Interloquée, elle s’immobilisa à l’entrée du long couloir qui s’étendait devant elle après
qu’elle eut ouvert la porte. A l’évidence, elle n’était pas chez M. Geoffroy, le patient qu’elle devait
visiter, elle s’était trompée d’étage. L’habitant du 4 ème serait déçu de son apparition, elle n’était pas
la visiteuse ardemment espérée à en juger par le ton de sa voix. Par politesse, elle devait se montrer,
s’excuser de son erreur et se justifier : les paliers étaient tous semblables dans cet immeuble et
comme elle se sentait à bout de fatigue, elle avait dû appuyer sur le mauvais bouton dans
l’ascenseur.
Elle s’avança dans le couloir et passa la tête dans l’embrasure de la porte de la pièce d’où
s’était échappée la voix ; cette pièce s’avérait être un salon plutôt luxueux. L’homme en la voyant
eut un sursaut.
- Mais…. ! commença t-il.
- Excusez-moi, j’ai fait une erreur. Je suis attendue par M. Geoffroy au 5 ème et je me suis
trompée d’étage. Je suis son infirmière.
- Ah ! Ma secrétaire doit m’apporter un dossier à signer, elle est en retard, je croyais qu’elle
arrivait enfin. Mais ce quiproquo me donne le plaisir de faire votre connaissance.
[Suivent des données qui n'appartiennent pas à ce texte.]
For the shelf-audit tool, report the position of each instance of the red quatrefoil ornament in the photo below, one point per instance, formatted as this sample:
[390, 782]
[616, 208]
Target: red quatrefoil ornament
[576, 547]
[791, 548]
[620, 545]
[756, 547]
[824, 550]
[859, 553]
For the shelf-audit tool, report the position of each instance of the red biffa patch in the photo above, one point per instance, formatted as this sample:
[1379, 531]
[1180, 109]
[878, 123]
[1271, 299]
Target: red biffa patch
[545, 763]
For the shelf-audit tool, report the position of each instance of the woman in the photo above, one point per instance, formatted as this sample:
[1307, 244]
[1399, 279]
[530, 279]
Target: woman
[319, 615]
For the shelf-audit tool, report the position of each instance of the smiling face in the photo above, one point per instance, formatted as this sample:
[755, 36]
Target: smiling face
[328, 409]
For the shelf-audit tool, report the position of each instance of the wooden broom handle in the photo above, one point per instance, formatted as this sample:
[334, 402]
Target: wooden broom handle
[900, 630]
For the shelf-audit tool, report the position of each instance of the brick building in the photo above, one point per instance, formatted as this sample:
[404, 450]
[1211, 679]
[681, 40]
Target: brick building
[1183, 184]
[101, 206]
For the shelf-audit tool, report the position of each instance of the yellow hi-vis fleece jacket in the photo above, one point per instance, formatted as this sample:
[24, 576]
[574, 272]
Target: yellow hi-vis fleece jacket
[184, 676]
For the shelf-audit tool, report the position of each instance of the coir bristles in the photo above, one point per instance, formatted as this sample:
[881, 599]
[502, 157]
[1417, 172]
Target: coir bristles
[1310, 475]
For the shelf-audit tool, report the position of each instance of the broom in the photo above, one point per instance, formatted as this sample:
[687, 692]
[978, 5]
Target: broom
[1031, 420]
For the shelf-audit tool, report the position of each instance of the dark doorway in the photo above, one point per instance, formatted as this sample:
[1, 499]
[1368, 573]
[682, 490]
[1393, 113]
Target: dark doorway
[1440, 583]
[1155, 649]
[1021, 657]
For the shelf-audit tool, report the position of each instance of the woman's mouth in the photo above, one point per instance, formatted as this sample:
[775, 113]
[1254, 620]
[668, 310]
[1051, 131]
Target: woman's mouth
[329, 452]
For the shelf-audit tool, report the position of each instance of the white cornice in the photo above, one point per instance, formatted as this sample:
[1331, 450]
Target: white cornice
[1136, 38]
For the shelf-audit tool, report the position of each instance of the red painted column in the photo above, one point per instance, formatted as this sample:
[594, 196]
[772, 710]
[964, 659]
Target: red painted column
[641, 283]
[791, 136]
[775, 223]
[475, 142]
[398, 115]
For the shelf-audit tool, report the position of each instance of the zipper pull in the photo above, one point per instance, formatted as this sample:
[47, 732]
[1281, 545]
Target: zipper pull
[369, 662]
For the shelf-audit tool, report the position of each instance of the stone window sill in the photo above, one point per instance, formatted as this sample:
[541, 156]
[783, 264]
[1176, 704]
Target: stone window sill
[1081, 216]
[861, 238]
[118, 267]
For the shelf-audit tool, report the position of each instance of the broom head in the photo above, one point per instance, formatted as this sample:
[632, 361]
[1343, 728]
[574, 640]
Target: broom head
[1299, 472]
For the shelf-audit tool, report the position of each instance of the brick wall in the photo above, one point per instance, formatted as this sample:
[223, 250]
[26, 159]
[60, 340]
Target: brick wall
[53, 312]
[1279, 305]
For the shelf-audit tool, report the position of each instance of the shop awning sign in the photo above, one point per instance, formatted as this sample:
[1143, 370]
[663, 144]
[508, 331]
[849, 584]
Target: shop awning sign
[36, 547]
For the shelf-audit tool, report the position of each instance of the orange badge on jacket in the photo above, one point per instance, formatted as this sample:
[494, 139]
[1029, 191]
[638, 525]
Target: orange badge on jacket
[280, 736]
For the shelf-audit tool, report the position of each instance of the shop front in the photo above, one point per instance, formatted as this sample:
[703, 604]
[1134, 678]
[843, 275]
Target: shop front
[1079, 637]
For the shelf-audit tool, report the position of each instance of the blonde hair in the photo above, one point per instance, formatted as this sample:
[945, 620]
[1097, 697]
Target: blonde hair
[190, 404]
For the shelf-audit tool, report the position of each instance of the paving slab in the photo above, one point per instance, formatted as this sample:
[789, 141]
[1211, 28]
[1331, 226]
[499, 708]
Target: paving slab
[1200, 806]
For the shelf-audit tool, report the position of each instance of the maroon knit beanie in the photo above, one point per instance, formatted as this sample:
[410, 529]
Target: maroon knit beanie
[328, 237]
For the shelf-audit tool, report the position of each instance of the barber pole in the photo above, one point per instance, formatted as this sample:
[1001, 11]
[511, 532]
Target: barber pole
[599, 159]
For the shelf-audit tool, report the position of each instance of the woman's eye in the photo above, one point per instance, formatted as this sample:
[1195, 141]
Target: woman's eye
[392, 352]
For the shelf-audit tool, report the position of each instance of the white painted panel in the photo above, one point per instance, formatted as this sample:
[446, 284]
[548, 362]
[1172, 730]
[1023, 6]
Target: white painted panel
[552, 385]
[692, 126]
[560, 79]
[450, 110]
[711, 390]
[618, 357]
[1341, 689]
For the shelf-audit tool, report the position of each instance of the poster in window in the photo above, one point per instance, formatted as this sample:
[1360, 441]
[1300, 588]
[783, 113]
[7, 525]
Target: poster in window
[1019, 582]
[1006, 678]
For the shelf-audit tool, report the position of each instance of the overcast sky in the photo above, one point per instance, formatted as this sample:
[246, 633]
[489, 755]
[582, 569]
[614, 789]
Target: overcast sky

Elle s’apprêtait à se retirer quand il lui proposa un café. M. Geoffroy l’attendait, ainsi que
tous ses patients à la suite, mais le café était déjà prêt et il exhalait un parfum auquel elle ne sut pas
résister. Sa nuit sans sommeil entamait son énergie coutumière, un petit coup de fouet n’était pas de
refus.
Le maître de maison était courtois et ne semblait plus contrarié par cette intrusion inopinée. Il
avait envie de faire un brin de causette apparemment. Il n’avait jamais rencontré d’infirmière, disait-
il, ne connaissait du métier que ce qu’on en disait communément et voulut en savoir davantage. Le
sujet la passionnait, évidemment.
- Bien sûr, la prise en charge des personnes qui souffrent est exigeante, mais c’est un métier
très gratifiant.
Elle finit sa tasse et se leva rapidement.
- Encore merci pour cet excellent café.